Apache Spark runs distributed computations on clusters where executors and machines can fail. A strong answer explains how Spark recovers results without requiring full data replication.
Explain how Spark handles fault tolerance in batch and streaming workloads.
Address the following:
Assume the interviewer expects a systems-level explanation (driver, executors, tasks, stages) and the trade-offs (recompute vs. storage/replication). Mention at least one failure scenario (executor loss) and walk through recovery steps at a high level.
Spark tracks transformations as a directed acyclic graph (DAG) of operations. If a partition is lost, Spark can re-run the portion of the DAG needed to rebuild only the missing partitions, rather than restarting the whole job.
rdd2 = rdd1.map(f).filter(g) # lineage: rdd1 -> map -> filter
The scheduler splits the DAG into stages separated by shuffle boundaries. On executor/task failure, Spark retries failed tasks (and sometimes entire stages) and reschedules them on healthy executors using the same deterministic computation.

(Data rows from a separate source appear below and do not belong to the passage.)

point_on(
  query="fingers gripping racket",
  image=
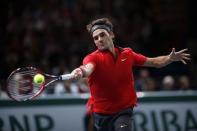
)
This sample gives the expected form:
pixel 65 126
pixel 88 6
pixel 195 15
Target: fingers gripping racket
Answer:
pixel 21 86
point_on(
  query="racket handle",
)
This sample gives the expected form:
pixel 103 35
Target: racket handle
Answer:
pixel 66 76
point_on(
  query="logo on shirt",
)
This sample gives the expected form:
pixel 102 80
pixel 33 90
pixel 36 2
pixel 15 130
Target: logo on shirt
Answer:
pixel 123 59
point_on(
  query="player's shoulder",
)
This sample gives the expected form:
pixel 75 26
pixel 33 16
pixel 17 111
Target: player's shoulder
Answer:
pixel 92 54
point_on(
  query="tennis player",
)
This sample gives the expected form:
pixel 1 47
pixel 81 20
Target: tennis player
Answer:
pixel 110 77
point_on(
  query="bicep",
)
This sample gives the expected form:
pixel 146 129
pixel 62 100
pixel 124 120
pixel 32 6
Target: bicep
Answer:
pixel 89 68
pixel 150 62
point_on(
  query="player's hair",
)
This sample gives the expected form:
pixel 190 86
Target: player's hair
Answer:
pixel 103 23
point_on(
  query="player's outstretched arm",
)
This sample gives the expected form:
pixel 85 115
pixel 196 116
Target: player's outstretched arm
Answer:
pixel 83 71
pixel 162 61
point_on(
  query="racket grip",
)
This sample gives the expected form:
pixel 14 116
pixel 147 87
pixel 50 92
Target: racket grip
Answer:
pixel 66 76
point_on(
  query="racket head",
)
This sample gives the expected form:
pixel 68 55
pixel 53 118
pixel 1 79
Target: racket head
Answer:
pixel 21 87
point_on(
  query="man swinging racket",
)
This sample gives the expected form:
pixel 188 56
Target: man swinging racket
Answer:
pixel 110 77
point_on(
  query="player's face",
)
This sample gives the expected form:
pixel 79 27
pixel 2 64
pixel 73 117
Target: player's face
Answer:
pixel 102 39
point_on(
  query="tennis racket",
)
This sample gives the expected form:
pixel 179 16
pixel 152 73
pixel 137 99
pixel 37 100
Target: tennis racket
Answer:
pixel 21 87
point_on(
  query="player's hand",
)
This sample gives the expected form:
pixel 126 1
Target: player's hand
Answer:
pixel 77 73
pixel 180 56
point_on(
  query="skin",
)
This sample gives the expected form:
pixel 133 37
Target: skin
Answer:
pixel 104 41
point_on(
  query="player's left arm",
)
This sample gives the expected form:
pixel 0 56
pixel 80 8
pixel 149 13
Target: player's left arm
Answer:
pixel 162 61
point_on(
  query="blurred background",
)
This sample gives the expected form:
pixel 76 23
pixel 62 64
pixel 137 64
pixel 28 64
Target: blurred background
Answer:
pixel 51 35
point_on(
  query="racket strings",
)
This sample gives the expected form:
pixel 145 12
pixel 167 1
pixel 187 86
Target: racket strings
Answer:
pixel 21 85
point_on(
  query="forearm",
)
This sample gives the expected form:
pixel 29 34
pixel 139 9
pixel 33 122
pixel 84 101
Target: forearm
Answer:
pixel 158 62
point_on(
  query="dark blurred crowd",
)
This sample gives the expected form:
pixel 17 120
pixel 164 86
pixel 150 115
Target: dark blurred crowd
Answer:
pixel 51 35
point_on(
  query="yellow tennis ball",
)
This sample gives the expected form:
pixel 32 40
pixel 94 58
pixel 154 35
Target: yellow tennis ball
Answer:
pixel 39 79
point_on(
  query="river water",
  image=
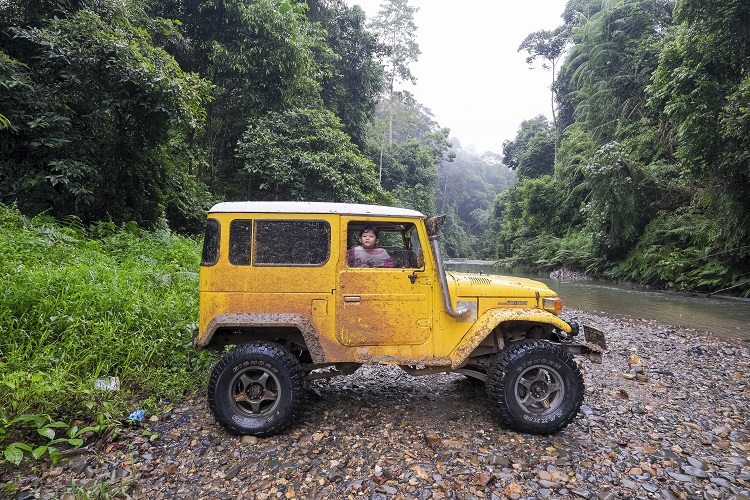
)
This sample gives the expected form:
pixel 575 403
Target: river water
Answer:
pixel 724 317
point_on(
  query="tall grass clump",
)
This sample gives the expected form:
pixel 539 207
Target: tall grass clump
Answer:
pixel 79 304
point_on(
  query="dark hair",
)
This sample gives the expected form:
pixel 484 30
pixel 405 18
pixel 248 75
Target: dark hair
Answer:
pixel 370 227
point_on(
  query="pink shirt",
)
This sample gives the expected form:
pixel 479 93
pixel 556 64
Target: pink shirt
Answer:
pixel 361 257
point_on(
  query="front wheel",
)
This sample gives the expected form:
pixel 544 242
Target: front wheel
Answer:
pixel 536 387
pixel 256 389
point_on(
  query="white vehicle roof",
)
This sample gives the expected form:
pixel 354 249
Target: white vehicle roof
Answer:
pixel 312 207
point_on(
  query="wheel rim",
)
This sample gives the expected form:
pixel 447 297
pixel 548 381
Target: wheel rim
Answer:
pixel 255 391
pixel 540 389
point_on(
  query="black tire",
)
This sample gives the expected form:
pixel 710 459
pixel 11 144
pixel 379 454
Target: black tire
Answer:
pixel 536 387
pixel 256 389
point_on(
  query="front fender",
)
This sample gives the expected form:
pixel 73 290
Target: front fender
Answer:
pixel 494 317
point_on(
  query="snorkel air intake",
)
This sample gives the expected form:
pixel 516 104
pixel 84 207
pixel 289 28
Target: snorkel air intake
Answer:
pixel 433 228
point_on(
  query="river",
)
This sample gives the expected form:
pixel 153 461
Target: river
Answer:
pixel 726 318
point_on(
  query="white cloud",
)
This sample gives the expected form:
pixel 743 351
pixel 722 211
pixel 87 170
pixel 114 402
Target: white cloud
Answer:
pixel 470 73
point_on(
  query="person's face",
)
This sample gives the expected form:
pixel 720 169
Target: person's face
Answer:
pixel 368 239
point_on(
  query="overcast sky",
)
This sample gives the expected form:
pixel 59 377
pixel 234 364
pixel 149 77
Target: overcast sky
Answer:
pixel 470 73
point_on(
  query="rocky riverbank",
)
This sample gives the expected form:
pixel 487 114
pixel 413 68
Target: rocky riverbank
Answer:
pixel 665 416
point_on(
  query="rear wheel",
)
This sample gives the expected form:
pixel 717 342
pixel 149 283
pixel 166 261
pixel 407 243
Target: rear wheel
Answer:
pixel 535 386
pixel 256 389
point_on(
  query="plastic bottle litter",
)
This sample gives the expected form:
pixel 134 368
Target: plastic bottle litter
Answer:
pixel 137 415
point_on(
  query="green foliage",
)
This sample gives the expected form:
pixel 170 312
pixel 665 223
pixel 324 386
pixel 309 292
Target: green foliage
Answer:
pixel 532 153
pixel 356 79
pixel 45 427
pixel 680 250
pixel 80 304
pixel 97 117
pixel 304 155
pixel 614 207
pixel 525 211
pixel 467 187
pixel 395 27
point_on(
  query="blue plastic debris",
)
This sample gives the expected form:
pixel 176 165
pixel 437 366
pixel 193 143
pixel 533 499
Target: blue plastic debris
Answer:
pixel 137 415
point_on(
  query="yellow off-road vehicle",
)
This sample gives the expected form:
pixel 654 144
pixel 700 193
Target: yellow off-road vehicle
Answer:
pixel 281 282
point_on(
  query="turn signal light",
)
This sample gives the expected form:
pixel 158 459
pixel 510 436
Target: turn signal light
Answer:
pixel 553 305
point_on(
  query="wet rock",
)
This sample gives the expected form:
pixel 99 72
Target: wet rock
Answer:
pixel 680 434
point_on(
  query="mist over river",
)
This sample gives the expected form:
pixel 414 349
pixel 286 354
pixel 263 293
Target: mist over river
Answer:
pixel 727 318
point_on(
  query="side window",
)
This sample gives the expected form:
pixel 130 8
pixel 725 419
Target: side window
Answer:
pixel 291 243
pixel 414 247
pixel 381 244
pixel 240 237
pixel 211 240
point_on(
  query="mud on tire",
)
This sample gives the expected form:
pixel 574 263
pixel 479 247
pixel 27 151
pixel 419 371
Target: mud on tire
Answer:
pixel 535 386
pixel 256 389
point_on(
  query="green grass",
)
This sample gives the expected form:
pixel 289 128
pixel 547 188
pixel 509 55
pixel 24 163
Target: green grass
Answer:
pixel 81 303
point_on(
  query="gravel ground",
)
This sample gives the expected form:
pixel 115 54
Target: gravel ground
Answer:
pixel 665 416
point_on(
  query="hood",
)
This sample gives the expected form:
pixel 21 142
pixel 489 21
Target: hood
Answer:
pixel 483 285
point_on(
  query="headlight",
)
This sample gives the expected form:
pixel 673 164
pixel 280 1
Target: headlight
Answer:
pixel 553 305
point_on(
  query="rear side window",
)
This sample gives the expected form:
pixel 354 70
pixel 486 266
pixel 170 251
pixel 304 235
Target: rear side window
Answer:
pixel 211 239
pixel 292 243
pixel 240 238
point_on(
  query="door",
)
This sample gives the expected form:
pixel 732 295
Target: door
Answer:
pixel 385 306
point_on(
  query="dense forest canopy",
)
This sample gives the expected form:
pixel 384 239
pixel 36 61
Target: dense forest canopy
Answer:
pixel 152 110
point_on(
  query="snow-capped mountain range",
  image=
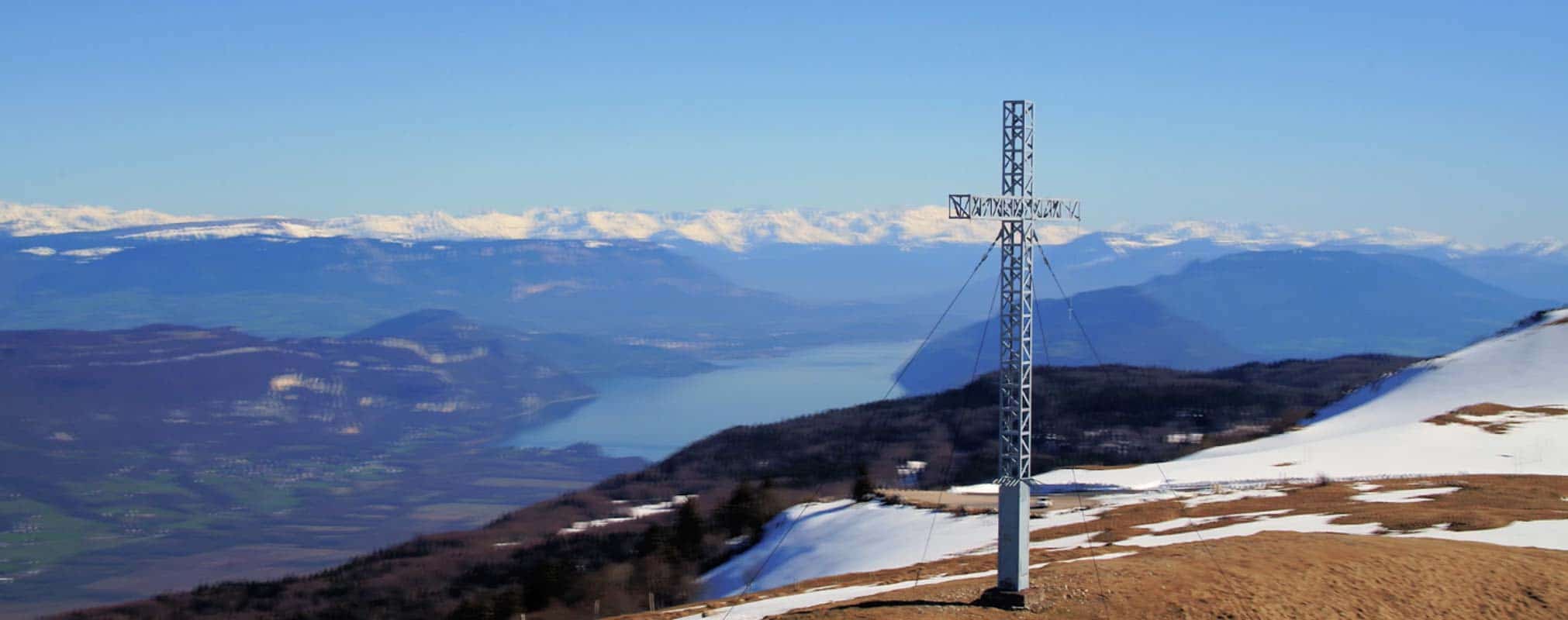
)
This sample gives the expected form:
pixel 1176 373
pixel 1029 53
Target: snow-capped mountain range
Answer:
pixel 733 229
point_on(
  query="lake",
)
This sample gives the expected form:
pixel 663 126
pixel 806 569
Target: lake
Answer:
pixel 653 417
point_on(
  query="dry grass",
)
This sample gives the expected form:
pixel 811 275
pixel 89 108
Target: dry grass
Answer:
pixel 1491 409
pixel 1272 575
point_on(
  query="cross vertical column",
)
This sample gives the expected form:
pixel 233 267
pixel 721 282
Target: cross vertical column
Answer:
pixel 1018 353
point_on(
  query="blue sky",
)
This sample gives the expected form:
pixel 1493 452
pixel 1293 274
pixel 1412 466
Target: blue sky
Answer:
pixel 1440 116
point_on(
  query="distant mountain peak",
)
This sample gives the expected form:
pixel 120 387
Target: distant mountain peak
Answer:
pixel 734 229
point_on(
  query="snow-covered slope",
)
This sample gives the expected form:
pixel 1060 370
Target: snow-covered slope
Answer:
pixel 1380 431
pixel 834 537
pixel 1387 428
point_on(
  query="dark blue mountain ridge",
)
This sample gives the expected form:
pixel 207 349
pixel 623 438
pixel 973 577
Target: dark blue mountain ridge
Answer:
pixel 1252 307
pixel 333 285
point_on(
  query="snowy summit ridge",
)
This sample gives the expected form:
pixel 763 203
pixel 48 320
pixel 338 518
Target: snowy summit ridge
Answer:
pixel 733 229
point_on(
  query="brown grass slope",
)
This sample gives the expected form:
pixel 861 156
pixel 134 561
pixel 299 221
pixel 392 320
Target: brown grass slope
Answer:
pixel 1270 575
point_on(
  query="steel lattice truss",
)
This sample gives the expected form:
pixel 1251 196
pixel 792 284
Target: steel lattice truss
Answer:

Shuffle introduces materialized intermediate data (map outputs) that may be stored on local disks of executors. If those outputs are lost due to executor loss, Spark can recompute the upstream map tasks to regenerate shuffle blocks and then rerun downstream reduce tasks as needed.
Persisting caches computed partitions for performance but is not a durable recovery mechanism because cached blocks can be lost with an executor. Checkpointing truncates lineage by writing a dataset to reliable storage, improving fault recovery and preventing expensive recomputation for very long lineages or iterative algorithms.
rdd.checkpoint() # materialize to reliable storage to cut lineage
In Structured Streaming, Spark uses checkpoint logs (offsets, state store metadata) to recover progress after failure. Exactly-once is achieved for supported sinks via idempotent/transactional writes plus replay from offsets; otherwise, semantics may degrade to at-least-once.